In Vaticano non era mai successo. L’ex nunzio apostolico nella Repubblica Dominicana è accusato di abuso minorile per fatti compiuti nel periodo 2008-2013. Secondo l’accusa, Wesolowski avrebbe pagato alcuni ragazzini di Santo Domingo in cambio di prestazioni sessuali. Lo scandalo è emerso grazie all’indagine di una giornalista televisiva dominicana, Nuria Piera, che aveva altersì messo in luce il fatto che Wesolowski fosse un frequentatore abituale dei luoghi di prostituzione minorile; inoltre, nell’agosto di quest’anno, il New York Times aveva pubblicato un’inchiesta con alcune testimoinianze dirette dei ragazzi abusati.
Dopo l’inchiesta, Polonia e Repubblica Dominicana volevano processarlo: da Santo Domingo era stata inviata la documentazione a Varsavia, ma le autorità vaticane bloccarono tutto, facendo sapere che – in quanto cittadino vaticano dotato d’immunità diplomatica – Wesolowski non poteva essere estradato.
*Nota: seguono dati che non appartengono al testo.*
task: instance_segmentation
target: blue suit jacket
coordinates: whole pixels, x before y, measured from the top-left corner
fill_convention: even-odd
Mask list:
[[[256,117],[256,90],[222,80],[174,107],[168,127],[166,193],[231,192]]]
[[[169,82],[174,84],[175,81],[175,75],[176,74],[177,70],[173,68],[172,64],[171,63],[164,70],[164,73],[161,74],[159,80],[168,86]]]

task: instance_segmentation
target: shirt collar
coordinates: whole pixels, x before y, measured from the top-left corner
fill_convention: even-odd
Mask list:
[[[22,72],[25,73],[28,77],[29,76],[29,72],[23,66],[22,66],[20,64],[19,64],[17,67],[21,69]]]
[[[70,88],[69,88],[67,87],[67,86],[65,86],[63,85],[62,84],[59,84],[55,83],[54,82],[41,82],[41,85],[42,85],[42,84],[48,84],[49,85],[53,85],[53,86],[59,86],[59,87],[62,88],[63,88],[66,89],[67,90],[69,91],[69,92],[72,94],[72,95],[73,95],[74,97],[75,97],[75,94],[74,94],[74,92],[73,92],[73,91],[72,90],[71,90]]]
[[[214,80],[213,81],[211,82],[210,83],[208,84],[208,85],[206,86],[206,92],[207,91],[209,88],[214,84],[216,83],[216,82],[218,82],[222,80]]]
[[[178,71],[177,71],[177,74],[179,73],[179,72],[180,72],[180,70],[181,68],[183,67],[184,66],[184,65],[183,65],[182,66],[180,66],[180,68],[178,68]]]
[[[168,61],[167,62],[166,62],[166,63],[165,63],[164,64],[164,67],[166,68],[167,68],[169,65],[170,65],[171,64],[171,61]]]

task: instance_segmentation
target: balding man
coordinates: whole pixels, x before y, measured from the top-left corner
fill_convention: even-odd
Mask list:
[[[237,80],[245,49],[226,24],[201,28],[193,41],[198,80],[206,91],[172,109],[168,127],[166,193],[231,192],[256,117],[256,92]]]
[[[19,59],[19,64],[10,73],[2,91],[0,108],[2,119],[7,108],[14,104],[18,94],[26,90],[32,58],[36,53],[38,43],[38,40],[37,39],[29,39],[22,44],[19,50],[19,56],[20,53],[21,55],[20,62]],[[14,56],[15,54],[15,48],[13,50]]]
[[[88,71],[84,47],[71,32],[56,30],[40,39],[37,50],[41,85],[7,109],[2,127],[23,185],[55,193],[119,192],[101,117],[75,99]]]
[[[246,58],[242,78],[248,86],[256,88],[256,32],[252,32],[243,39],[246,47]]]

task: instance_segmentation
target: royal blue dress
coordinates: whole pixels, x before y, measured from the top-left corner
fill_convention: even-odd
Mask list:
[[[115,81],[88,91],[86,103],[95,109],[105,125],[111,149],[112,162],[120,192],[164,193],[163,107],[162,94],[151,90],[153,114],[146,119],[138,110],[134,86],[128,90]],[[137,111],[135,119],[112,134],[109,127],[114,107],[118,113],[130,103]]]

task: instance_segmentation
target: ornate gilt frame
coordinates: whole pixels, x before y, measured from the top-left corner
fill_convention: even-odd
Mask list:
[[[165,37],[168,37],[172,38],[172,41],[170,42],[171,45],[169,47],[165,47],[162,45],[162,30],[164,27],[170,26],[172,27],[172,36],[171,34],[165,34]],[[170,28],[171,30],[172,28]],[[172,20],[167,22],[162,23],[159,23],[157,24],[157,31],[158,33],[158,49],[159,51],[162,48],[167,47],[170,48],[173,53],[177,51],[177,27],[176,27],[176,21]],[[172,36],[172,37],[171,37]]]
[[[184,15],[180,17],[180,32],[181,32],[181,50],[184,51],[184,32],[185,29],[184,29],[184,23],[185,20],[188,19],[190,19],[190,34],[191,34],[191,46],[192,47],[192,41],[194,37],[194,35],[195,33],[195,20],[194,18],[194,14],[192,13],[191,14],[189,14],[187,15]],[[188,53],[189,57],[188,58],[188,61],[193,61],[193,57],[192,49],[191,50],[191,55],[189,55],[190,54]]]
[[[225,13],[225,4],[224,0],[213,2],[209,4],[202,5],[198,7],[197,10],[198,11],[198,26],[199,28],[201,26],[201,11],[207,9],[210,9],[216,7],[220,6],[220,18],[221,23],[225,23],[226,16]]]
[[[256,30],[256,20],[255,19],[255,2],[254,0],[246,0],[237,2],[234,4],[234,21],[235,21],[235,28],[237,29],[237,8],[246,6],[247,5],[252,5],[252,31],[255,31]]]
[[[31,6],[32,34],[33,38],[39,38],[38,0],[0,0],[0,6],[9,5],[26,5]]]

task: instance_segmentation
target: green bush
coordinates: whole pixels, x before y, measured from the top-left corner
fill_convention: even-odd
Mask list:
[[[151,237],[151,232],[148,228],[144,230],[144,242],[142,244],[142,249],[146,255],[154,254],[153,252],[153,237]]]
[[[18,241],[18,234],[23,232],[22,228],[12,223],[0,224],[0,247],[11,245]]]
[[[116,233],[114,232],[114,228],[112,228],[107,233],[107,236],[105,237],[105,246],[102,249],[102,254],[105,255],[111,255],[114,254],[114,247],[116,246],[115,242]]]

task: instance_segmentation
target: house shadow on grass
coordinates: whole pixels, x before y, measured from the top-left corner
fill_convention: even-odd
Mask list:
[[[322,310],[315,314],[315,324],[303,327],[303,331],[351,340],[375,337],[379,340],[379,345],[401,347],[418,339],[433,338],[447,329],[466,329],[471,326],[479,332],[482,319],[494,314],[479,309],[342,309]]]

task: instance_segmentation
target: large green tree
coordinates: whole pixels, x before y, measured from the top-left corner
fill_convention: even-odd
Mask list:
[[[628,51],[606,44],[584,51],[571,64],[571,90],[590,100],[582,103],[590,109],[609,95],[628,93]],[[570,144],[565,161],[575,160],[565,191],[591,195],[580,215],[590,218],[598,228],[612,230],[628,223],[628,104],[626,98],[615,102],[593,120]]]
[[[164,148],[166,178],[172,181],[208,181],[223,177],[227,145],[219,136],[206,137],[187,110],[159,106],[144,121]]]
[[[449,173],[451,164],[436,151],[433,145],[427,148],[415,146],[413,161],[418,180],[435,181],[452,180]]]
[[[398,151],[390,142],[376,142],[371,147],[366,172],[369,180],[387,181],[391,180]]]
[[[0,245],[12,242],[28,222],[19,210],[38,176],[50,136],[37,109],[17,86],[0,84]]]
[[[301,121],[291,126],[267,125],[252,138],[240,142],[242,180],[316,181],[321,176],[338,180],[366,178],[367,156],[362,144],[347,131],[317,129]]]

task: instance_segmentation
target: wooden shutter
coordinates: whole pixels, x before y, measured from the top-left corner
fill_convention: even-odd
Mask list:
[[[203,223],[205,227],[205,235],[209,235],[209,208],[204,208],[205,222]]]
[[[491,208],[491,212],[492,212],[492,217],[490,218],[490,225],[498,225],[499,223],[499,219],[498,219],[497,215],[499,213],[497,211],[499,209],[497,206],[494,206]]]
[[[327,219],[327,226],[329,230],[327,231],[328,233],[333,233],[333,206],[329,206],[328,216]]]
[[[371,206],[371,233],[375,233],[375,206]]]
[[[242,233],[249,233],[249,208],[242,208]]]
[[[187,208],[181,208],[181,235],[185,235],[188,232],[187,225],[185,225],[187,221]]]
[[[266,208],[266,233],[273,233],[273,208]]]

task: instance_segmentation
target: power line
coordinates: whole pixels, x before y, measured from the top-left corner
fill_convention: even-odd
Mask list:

Nell’agosto 2013 lo richiamarono a Roma, fatto che scatenò un'ondata di polemiche, ma per lui fu annunciato subito un doppio processo, canonico e penale. Alla fine di giugno di quest’anno la Congregazione per la Dottrina della Fede lo condannò alla «dimissione dallo stato clericale».
Nella giornata di martedì 23 settembre il promotore di giustizia del Tribunale vaticano lo ha convocato verso le 15 e, come si legge dalla nota diffusa nella serata di martedì dal portavoce vaticano padre Federico Lombardi, «gli ha notificato i capi d’imputazione». L’ex nunzio apostolico di Santo Domingo è stato arrestato in alcuni locali interni allo Stato della Città del Vaticano, precisamente nelle stanze del Collegio dei Penitenzieri, dove è sorvegliato dai gendarmi vaticani. Gli arresti domiciali gli sono stati concessi a causa delle precarie condizioni di salute.
Padre Lombardi ha chiuso la nota con una posizione molto netta: «L’iniziativa assunta dagli organi giudiziari dello Stato è conseguente alla volontà espressa del Papa, affinché un caso così grave e delicato venga affrontato senza ritardi, con il giusto e necessario rigore, con assunzione piena di responsabilità da parte delle istituzioni che fanno capo alla Santa Sede». L’arresto è il più eclatante effetto del piano per sconfiggere la pedofilia iniziato da Benedetto XVI e proseguito da Francesco, che nel luglio dello scorso anno aveva reso processabili i diplomatici vaticani e aggravato le pene per i casi di pedofolia nel clero.